As the pandemic has overrun our healthcare system for the past several years, the balance of power has favored agencies at the expense of the healthcare facility. Amid a staffing crisis, those who controlled a majority of the talent controlled the relationship. This resulted in record-high agency usage and bill rates that went largely unchecked and a drain of talent to these agencies that offered greater flexibility and higher pay. Healthcare systems had no choice but to choose between the lesser of two evils – reduce admissions and associated revenue (reduce demand) or bring in agency staff at up to 3x the cost of an internal employee (increase supply). As COVID subsides, times are changing.

The future of healthcare relies upon a healthy relationship between facilities and their agency suppliers - a unified, transparent, and efficient process whereby suppliers can compete on a level playing field. Those who drive the greatest value earn a bigger piece of the pie. Healthy competition will drive quality up and cost down. 

Competition must be fostered

Healthcare systems must play a more substantial role in defining the ground rules to foster a competitive dynamic among agencies. Staffing reactively, without strategy or tactics, has resulted in negative profit margins and department/building closure. It’s time for healthcare administrators to deploy a process that fosters a healthy response from its agency supply chain. I’ll use a simple sporting analogy (yes, over-simplified) to make the point. What are the prerequisites to healthy competition in a soccer tournament? And what can we learn from them?

  1. A level playing field. All agencies should win or lose business based on their own merit – cost, quality, service, fill rate, etc. No preferential treatment or unfair advantage can be given to one or the other.

  1. A well-groomed playing field. The system needs to be built so agencies can operate as efficiently and effectively as possible, or they will go elsewhere. 

  1. Rules of the game. Bill rates, process, service expectations, contractual language, payment terms, and payment process – should be defined by the healthcare facility. If the rules of the game are set by the agencies individually, chaos will continue. 

  1. A scoreboard. Results should be tracked in real-time and published so schedulers can make better staffing decisions and agencies know where they stand relative to their competition. The best agencies are competitive by nature and will respond well to data.

As agencies compete, they will most certainly step up the pace of innovation. They will adopt tools to help them staff more efficiently, communicate and transact with greater transparency, solicit feedback on their performance, and measure their own progress.

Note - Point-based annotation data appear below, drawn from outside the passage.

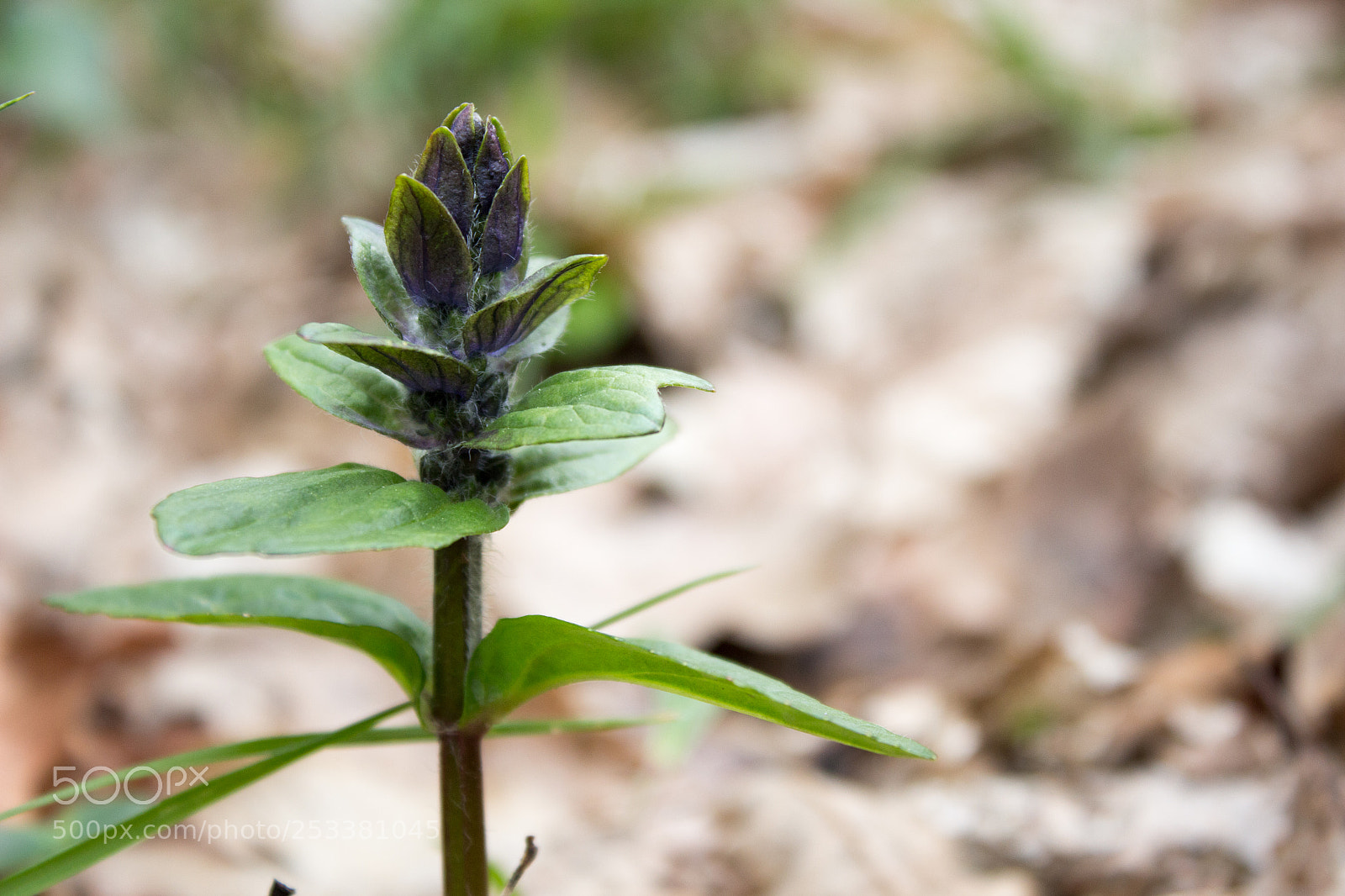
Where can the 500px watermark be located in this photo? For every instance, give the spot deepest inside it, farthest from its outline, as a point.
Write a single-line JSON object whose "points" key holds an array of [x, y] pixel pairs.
{"points": [[101, 777], [221, 830]]}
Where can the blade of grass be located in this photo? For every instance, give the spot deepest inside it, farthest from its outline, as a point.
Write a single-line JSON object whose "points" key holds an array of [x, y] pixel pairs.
{"points": [[10, 103], [266, 746], [171, 810], [667, 595]]}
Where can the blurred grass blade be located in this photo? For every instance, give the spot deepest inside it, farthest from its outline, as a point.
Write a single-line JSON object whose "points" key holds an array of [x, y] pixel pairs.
{"points": [[380, 626], [667, 595], [10, 103], [172, 810], [530, 727], [266, 746]]}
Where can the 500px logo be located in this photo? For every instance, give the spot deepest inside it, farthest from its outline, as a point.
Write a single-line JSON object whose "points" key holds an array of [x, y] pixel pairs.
{"points": [[101, 777]]}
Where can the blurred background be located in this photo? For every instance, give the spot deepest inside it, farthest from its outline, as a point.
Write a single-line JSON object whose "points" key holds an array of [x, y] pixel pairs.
{"points": [[1028, 324]]}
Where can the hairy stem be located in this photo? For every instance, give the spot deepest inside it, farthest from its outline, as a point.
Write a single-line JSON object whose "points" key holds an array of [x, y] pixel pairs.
{"points": [[457, 629]]}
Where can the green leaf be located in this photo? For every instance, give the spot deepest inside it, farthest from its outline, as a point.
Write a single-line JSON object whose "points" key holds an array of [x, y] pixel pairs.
{"points": [[567, 466], [349, 389], [10, 103], [667, 595], [335, 510], [502, 239], [541, 340], [444, 171], [427, 246], [170, 811], [511, 319], [528, 656], [595, 403], [380, 279], [380, 626], [417, 369]]}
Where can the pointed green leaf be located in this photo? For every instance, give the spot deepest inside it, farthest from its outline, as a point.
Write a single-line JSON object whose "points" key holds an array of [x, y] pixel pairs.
{"points": [[349, 389], [10, 103], [595, 403], [380, 626], [502, 240], [380, 279], [511, 319], [427, 246], [444, 171], [567, 466], [541, 340], [335, 510], [529, 656], [417, 369], [170, 811]]}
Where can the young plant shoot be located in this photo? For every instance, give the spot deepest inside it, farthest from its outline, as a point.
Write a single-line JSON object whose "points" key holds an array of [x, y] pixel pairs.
{"points": [[448, 272]]}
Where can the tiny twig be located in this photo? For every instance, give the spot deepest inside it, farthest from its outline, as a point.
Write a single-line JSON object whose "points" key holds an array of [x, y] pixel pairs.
{"points": [[529, 855]]}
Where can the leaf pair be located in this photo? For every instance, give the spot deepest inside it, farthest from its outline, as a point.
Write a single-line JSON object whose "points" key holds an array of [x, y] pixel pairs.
{"points": [[595, 403], [517, 661]]}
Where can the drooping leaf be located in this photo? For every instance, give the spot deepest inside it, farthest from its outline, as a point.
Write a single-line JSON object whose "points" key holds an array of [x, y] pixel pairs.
{"points": [[10, 103], [667, 595], [335, 510], [427, 246], [513, 318], [349, 389], [417, 369], [502, 240], [491, 165], [170, 811], [467, 128], [568, 466], [380, 279], [595, 403], [380, 626], [444, 171], [529, 656]]}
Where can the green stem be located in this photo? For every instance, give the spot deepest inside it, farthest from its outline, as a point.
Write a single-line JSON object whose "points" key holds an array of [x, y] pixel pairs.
{"points": [[457, 629]]}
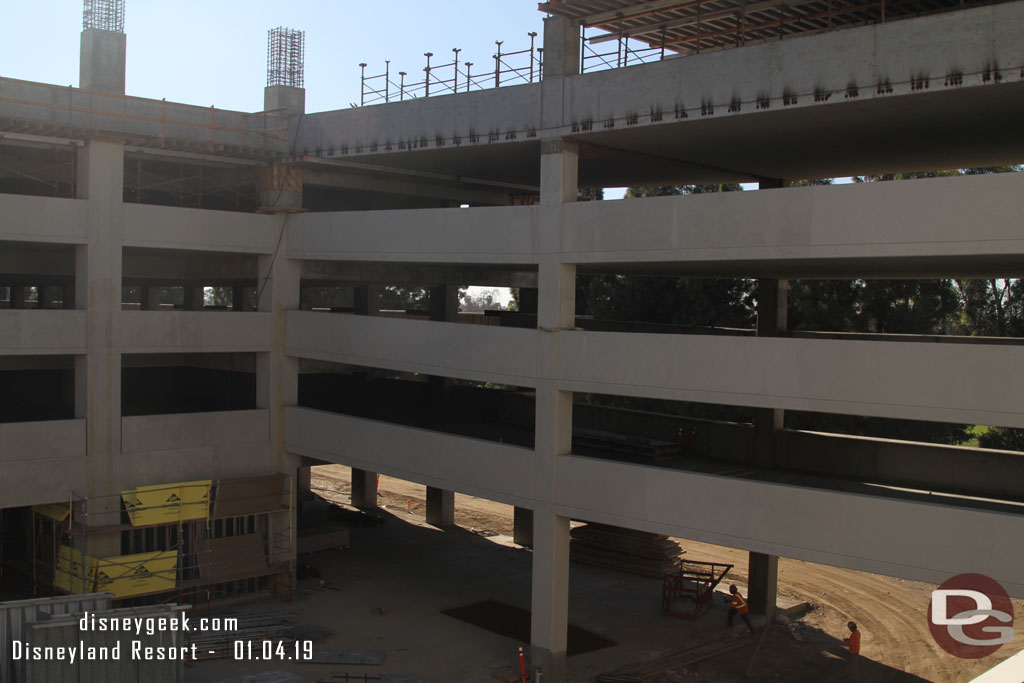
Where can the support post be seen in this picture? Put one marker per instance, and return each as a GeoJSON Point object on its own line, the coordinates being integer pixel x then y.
{"type": "Point", "coordinates": [553, 437]}
{"type": "Point", "coordinates": [522, 526]}
{"type": "Point", "coordinates": [97, 373]}
{"type": "Point", "coordinates": [763, 589]}
{"type": "Point", "coordinates": [364, 489]}
{"type": "Point", "coordinates": [772, 305]}
{"type": "Point", "coordinates": [440, 507]}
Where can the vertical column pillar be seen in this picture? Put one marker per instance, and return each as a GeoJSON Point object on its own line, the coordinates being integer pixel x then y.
{"type": "Point", "coordinates": [101, 60]}
{"type": "Point", "coordinates": [45, 299]}
{"type": "Point", "coordinates": [772, 304]}
{"type": "Point", "coordinates": [195, 297]}
{"type": "Point", "coordinates": [522, 526]}
{"type": "Point", "coordinates": [151, 298]}
{"type": "Point", "coordinates": [763, 591]}
{"type": "Point", "coordinates": [364, 489]}
{"type": "Point", "coordinates": [276, 373]}
{"type": "Point", "coordinates": [440, 507]}
{"type": "Point", "coordinates": [367, 300]}
{"type": "Point", "coordinates": [238, 298]}
{"type": "Point", "coordinates": [556, 311]}
{"type": "Point", "coordinates": [97, 374]}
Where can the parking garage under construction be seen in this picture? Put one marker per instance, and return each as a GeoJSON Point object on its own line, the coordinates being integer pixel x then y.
{"type": "Point", "coordinates": [199, 305]}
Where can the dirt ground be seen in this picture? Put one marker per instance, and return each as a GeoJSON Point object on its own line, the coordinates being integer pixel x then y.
{"type": "Point", "coordinates": [897, 645]}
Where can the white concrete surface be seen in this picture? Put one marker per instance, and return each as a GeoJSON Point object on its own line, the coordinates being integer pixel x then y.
{"type": "Point", "coordinates": [967, 216]}
{"type": "Point", "coordinates": [188, 332]}
{"type": "Point", "coordinates": [200, 229]}
{"type": "Point", "coordinates": [496, 471]}
{"type": "Point", "coordinates": [483, 235]}
{"type": "Point", "coordinates": [180, 431]}
{"type": "Point", "coordinates": [919, 541]}
{"type": "Point", "coordinates": [42, 219]}
{"type": "Point", "coordinates": [876, 378]}
{"type": "Point", "coordinates": [467, 351]}
{"type": "Point", "coordinates": [31, 332]}
{"type": "Point", "coordinates": [41, 462]}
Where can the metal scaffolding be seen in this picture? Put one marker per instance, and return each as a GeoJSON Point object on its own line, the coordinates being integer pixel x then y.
{"type": "Point", "coordinates": [285, 56]}
{"type": "Point", "coordinates": [104, 14]}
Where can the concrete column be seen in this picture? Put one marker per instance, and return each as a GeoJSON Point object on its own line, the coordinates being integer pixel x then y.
{"type": "Point", "coordinates": [151, 298]}
{"type": "Point", "coordinates": [527, 300]}
{"type": "Point", "coordinates": [440, 507]}
{"type": "Point", "coordinates": [444, 303]}
{"type": "Point", "coordinates": [522, 526]}
{"type": "Point", "coordinates": [238, 298]}
{"type": "Point", "coordinates": [553, 436]}
{"type": "Point", "coordinates": [195, 297]}
{"type": "Point", "coordinates": [45, 299]}
{"type": "Point", "coordinates": [101, 61]}
{"type": "Point", "coordinates": [276, 373]}
{"type": "Point", "coordinates": [367, 300]}
{"type": "Point", "coordinates": [549, 623]}
{"type": "Point", "coordinates": [561, 47]}
{"type": "Point", "coordinates": [763, 588]}
{"type": "Point", "coordinates": [97, 374]}
{"type": "Point", "coordinates": [772, 302]}
{"type": "Point", "coordinates": [364, 489]}
{"type": "Point", "coordinates": [280, 186]}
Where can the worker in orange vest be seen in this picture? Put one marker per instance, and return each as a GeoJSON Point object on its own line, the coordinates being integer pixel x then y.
{"type": "Point", "coordinates": [737, 605]}
{"type": "Point", "coordinates": [853, 658]}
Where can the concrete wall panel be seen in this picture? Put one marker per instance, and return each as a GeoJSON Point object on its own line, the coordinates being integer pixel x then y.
{"type": "Point", "coordinates": [467, 351]}
{"type": "Point", "coordinates": [909, 540]}
{"type": "Point", "coordinates": [42, 219]}
{"type": "Point", "coordinates": [965, 41]}
{"type": "Point", "coordinates": [496, 471]}
{"type": "Point", "coordinates": [484, 235]}
{"type": "Point", "coordinates": [193, 430]}
{"type": "Point", "coordinates": [38, 332]}
{"type": "Point", "coordinates": [43, 480]}
{"type": "Point", "coordinates": [915, 218]}
{"type": "Point", "coordinates": [871, 378]}
{"type": "Point", "coordinates": [515, 108]}
{"type": "Point", "coordinates": [181, 331]}
{"type": "Point", "coordinates": [170, 227]}
{"type": "Point", "coordinates": [41, 440]}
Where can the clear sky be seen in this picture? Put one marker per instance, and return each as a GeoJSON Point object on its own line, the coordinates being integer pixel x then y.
{"type": "Point", "coordinates": [214, 51]}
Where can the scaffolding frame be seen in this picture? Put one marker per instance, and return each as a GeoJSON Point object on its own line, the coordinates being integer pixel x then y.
{"type": "Point", "coordinates": [190, 540]}
{"type": "Point", "coordinates": [103, 14]}
{"type": "Point", "coordinates": [286, 56]}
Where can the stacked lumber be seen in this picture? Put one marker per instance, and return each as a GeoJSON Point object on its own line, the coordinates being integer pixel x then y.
{"type": "Point", "coordinates": [625, 550]}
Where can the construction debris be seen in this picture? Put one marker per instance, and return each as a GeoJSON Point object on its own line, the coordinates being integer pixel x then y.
{"type": "Point", "coordinates": [626, 550]}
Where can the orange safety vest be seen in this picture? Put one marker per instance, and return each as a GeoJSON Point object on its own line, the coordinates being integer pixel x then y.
{"type": "Point", "coordinates": [854, 641]}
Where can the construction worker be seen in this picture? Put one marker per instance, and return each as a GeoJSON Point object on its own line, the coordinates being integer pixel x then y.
{"type": "Point", "coordinates": [853, 658]}
{"type": "Point", "coordinates": [737, 605]}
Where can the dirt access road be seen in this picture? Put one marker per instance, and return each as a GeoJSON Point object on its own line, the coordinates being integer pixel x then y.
{"type": "Point", "coordinates": [891, 611]}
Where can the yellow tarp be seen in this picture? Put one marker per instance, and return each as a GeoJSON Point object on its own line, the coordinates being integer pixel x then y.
{"type": "Point", "coordinates": [57, 511]}
{"type": "Point", "coordinates": [168, 503]}
{"type": "Point", "coordinates": [75, 572]}
{"type": "Point", "coordinates": [125, 575]}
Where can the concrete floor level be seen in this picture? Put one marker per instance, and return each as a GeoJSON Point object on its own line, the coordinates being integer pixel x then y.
{"type": "Point", "coordinates": [150, 235]}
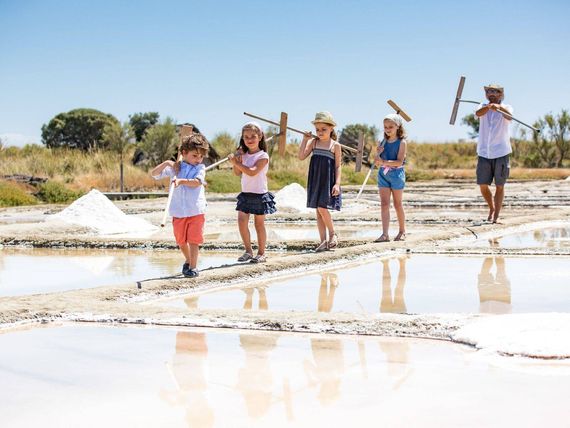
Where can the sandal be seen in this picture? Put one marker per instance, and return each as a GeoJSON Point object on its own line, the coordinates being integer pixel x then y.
{"type": "Point", "coordinates": [333, 242]}
{"type": "Point", "coordinates": [401, 236]}
{"type": "Point", "coordinates": [245, 257]}
{"type": "Point", "coordinates": [260, 258]}
{"type": "Point", "coordinates": [323, 246]}
{"type": "Point", "coordinates": [382, 238]}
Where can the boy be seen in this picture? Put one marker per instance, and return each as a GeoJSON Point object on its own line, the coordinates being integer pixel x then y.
{"type": "Point", "coordinates": [493, 148]}
{"type": "Point", "coordinates": [188, 203]}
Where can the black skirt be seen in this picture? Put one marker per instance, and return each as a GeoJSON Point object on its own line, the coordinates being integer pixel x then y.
{"type": "Point", "coordinates": [256, 203]}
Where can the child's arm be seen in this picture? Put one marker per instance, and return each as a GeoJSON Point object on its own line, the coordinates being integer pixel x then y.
{"type": "Point", "coordinates": [197, 181]}
{"type": "Point", "coordinates": [401, 157]}
{"type": "Point", "coordinates": [306, 149]}
{"type": "Point", "coordinates": [253, 171]}
{"type": "Point", "coordinates": [157, 171]}
{"type": "Point", "coordinates": [338, 169]}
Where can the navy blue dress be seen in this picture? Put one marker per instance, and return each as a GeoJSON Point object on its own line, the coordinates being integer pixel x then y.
{"type": "Point", "coordinates": [322, 177]}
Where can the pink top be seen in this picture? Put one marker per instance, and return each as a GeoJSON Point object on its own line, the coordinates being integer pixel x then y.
{"type": "Point", "coordinates": [257, 183]}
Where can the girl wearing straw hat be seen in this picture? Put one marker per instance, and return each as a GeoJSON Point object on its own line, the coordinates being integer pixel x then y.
{"type": "Point", "coordinates": [323, 182]}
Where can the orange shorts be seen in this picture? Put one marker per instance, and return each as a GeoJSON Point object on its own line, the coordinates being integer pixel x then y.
{"type": "Point", "coordinates": [189, 230]}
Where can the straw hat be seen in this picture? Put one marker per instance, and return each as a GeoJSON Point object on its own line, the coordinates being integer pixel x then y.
{"type": "Point", "coordinates": [494, 86]}
{"type": "Point", "coordinates": [324, 117]}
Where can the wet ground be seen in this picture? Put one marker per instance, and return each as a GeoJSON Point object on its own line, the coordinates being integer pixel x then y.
{"type": "Point", "coordinates": [333, 331]}
{"type": "Point", "coordinates": [96, 376]}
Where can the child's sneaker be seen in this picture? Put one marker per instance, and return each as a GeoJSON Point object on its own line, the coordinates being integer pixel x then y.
{"type": "Point", "coordinates": [191, 273]}
{"type": "Point", "coordinates": [245, 257]}
{"type": "Point", "coordinates": [323, 246]}
{"type": "Point", "coordinates": [260, 258]}
{"type": "Point", "coordinates": [185, 268]}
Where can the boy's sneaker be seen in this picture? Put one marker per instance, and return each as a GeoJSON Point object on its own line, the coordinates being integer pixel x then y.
{"type": "Point", "coordinates": [245, 257]}
{"type": "Point", "coordinates": [185, 268]}
{"type": "Point", "coordinates": [191, 273]}
{"type": "Point", "coordinates": [260, 258]}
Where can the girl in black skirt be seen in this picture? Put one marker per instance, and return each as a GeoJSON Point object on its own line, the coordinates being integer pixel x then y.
{"type": "Point", "coordinates": [323, 183]}
{"type": "Point", "coordinates": [252, 163]}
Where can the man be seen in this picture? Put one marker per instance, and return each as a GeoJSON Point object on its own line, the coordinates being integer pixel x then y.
{"type": "Point", "coordinates": [493, 148]}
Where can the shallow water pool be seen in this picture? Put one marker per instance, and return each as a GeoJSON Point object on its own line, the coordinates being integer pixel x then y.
{"type": "Point", "coordinates": [93, 376]}
{"type": "Point", "coordinates": [31, 271]}
{"type": "Point", "coordinates": [410, 284]}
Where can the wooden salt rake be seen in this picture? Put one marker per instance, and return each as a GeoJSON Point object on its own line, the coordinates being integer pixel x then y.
{"type": "Point", "coordinates": [459, 100]}
{"type": "Point", "coordinates": [185, 131]}
{"type": "Point", "coordinates": [407, 118]}
{"type": "Point", "coordinates": [358, 151]}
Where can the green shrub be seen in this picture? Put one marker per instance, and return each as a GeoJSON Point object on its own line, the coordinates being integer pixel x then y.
{"type": "Point", "coordinates": [12, 195]}
{"type": "Point", "coordinates": [53, 192]}
{"type": "Point", "coordinates": [223, 181]}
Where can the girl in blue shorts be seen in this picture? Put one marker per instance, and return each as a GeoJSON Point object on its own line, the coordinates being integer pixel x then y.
{"type": "Point", "coordinates": [390, 160]}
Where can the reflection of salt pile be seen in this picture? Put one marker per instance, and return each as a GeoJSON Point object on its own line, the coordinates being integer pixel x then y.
{"type": "Point", "coordinates": [96, 211]}
{"type": "Point", "coordinates": [292, 197]}
{"type": "Point", "coordinates": [531, 335]}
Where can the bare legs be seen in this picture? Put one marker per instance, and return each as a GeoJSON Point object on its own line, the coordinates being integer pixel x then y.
{"type": "Point", "coordinates": [259, 222]}
{"type": "Point", "coordinates": [398, 196]}
{"type": "Point", "coordinates": [190, 252]}
{"type": "Point", "coordinates": [495, 203]}
{"type": "Point", "coordinates": [324, 223]}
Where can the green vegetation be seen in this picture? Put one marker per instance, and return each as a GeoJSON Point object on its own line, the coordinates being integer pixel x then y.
{"type": "Point", "coordinates": [12, 195]}
{"type": "Point", "coordinates": [140, 122]}
{"type": "Point", "coordinates": [53, 192]}
{"type": "Point", "coordinates": [77, 129]}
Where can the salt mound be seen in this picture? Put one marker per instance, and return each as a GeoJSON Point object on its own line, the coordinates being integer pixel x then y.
{"type": "Point", "coordinates": [95, 211]}
{"type": "Point", "coordinates": [294, 197]}
{"type": "Point", "coordinates": [528, 335]}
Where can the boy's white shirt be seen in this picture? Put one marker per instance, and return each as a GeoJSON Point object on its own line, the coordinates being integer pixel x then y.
{"type": "Point", "coordinates": [186, 201]}
{"type": "Point", "coordinates": [494, 133]}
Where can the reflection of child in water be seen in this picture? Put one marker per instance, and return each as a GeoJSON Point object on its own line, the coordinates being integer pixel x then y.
{"type": "Point", "coordinates": [327, 368]}
{"type": "Point", "coordinates": [396, 304]}
{"type": "Point", "coordinates": [329, 283]}
{"type": "Point", "coordinates": [254, 378]}
{"type": "Point", "coordinates": [188, 370]}
{"type": "Point", "coordinates": [494, 292]}
{"type": "Point", "coordinates": [248, 304]}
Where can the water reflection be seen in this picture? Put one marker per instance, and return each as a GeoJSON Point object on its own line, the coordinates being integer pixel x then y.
{"type": "Point", "coordinates": [329, 284]}
{"type": "Point", "coordinates": [255, 381]}
{"type": "Point", "coordinates": [494, 290]}
{"type": "Point", "coordinates": [393, 303]}
{"type": "Point", "coordinates": [326, 368]}
{"type": "Point", "coordinates": [188, 370]}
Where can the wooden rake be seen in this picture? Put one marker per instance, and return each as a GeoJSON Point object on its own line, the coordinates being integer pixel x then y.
{"type": "Point", "coordinates": [459, 100]}
{"type": "Point", "coordinates": [282, 136]}
{"type": "Point", "coordinates": [358, 151]}
{"type": "Point", "coordinates": [407, 118]}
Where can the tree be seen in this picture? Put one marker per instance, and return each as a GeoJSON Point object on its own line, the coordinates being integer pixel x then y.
{"type": "Point", "coordinates": [77, 129]}
{"type": "Point", "coordinates": [471, 121]}
{"type": "Point", "coordinates": [554, 132]}
{"type": "Point", "coordinates": [160, 142]}
{"type": "Point", "coordinates": [140, 122]}
{"type": "Point", "coordinates": [118, 137]}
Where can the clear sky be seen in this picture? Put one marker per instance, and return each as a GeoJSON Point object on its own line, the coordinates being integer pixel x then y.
{"type": "Point", "coordinates": [207, 62]}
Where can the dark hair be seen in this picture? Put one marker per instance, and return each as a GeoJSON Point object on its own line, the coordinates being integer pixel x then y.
{"type": "Point", "coordinates": [262, 143]}
{"type": "Point", "coordinates": [193, 142]}
{"type": "Point", "coordinates": [400, 132]}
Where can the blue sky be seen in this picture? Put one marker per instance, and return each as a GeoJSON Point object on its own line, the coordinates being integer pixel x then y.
{"type": "Point", "coordinates": [209, 61]}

With a constant push to grow, their only choice is to improve every day. 

The role of technology in fostering the talent supply chain

The workforce of tomorrow will be even more complex than it is today. It will blend a mix of internal, float, and agency staff. It will be designed to improve staffing resiliency and lower staffing costs while meeting worker demands for greater flexibility and control over their schedule.

Unfortunately, today’s systems are ill-equipped to manage this transition. Permanent staff schedules are disconnected from the agency workforce. Systems don’t easily support the “float” of staff across departments or locations. Schedulers rely on text, phone calls, and email to fill open shifts. Frontline caregivers from different labor pools have limited ways to communicate with each other while on duty. And unified workforce data is virtually nonexistent, making it impossible to measure or optimize.

Healthcare workforce schedules, time sheets, and credentials must be digitized and managed centrally in a single system of record, owned and controlled by the facility but open and accessible to all stakeholders, including agencies. The staffing industry needs to be seamlessly connected to these systems - via a simple portal or software integration - on ready stand-by to ensure that open shifts get filled with the best possible staff at the lowest possible cost. Analysts forecast that the healthcare staffing industry will continue to grow for the foreseeable future, but to unlock its greatest value, healthcare administrators need to take on the responsibility of centralized coordination and control.